Taken together, these findings indicate that different sweeteners evoke distinct spatiotemporal patterns of neural activity. The differences are likely driven not only by perceived intensity but also by molecular structure and receptor activation. These insights may inform future research on consumer preferences and the design of healthier sugar alternatives that preserve desirable sensory experiences.
Moreover, this study underscores the utility of EEG as a sensitive and objective tool for decoding flavor perception. Unlike subjective self-reporting, EEG provides real-time and high-resolution tracking of cortical responses, making it a powerful method for exploring implicit sensory and emotional experiences. This approach may contribute to more ecologically valid assessments in food and nutrition science.
5. Conclusions
This study demonstrated that different concentrations and types of sweeteners elicit distinct neural responses, as assessed by EEG-based spectral and temporal analyses. Sucrose at higher concentrations showed a decreasing trend in EEG signal intensity, suggesting potential neural adaptation or sensory saturation. In contrast, non-nutritive sweeteners-particularly stevioside and erythritol-induced stronger and more-persistent brain responses, especially in regions related to gustatory and emotional processing.

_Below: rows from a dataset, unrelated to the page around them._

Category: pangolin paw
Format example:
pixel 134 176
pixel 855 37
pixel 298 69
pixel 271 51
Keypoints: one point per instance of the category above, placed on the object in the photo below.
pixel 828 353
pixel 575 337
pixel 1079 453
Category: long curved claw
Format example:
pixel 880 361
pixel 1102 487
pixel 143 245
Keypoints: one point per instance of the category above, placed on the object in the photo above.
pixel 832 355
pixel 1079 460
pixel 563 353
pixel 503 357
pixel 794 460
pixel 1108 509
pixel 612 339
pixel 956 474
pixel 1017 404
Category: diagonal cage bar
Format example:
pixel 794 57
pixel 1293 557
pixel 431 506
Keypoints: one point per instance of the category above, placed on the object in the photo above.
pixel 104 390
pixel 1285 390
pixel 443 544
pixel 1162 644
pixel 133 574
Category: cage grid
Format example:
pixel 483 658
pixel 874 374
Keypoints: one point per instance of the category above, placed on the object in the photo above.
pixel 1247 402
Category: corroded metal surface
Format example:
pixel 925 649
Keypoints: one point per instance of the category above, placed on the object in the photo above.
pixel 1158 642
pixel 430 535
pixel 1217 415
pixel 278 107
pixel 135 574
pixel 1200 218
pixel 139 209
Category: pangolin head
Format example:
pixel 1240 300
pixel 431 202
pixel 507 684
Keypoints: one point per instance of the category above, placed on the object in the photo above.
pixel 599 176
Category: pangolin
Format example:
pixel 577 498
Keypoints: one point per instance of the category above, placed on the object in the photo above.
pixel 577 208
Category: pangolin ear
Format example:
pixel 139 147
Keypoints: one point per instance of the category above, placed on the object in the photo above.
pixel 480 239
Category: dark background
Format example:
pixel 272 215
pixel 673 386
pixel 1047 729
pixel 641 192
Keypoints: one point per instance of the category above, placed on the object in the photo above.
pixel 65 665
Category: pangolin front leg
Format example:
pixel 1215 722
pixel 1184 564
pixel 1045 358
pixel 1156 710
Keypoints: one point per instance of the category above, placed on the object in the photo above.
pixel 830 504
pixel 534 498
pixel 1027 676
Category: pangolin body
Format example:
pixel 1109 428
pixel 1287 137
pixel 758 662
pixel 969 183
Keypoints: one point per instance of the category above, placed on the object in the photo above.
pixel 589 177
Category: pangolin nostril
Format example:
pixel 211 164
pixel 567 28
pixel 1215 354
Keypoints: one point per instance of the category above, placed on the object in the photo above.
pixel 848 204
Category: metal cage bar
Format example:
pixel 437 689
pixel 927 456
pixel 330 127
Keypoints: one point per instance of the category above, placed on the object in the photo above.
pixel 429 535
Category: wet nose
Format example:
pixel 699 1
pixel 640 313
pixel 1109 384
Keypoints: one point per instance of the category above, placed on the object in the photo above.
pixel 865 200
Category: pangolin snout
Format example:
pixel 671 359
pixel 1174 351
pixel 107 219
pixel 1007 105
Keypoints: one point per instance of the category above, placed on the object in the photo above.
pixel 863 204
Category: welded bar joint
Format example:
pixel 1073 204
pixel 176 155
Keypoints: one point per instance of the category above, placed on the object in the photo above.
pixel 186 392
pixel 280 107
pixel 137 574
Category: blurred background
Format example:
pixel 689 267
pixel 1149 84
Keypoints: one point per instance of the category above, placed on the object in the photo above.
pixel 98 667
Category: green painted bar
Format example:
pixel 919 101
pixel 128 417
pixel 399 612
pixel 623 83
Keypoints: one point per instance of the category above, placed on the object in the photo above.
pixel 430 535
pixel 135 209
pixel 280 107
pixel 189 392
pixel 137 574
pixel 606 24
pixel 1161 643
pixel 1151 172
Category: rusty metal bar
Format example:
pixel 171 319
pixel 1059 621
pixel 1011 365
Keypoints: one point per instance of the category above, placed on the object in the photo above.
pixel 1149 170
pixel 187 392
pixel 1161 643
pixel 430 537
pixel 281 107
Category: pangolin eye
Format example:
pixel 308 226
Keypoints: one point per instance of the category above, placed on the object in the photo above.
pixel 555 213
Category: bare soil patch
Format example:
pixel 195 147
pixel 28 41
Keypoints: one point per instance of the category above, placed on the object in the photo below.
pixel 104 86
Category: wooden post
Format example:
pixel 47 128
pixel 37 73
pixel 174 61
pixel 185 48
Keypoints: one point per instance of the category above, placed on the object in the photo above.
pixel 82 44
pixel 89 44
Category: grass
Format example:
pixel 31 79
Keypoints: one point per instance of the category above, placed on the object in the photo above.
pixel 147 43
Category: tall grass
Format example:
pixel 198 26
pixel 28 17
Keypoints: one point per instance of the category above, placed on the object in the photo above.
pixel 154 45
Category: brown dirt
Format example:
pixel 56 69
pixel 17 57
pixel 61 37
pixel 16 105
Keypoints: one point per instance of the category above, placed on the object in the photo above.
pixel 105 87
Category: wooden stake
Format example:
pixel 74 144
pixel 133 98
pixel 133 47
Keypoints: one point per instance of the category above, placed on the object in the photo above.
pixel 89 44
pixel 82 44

These findings highlight the brain’s capacity to differentiate sweeteners based on both intensity and chemical nature, even under iso-sweetness conditions. Furthermore, the integration of frequency- and time-domain EEG analyses provides a comprehensive view of how sweet taste is encoded in the brain. This research offers new insights into the neurophysiological mechanisms underlying sweet taste perception and may contribute to the development of more effective sugar alternatives in the food industry.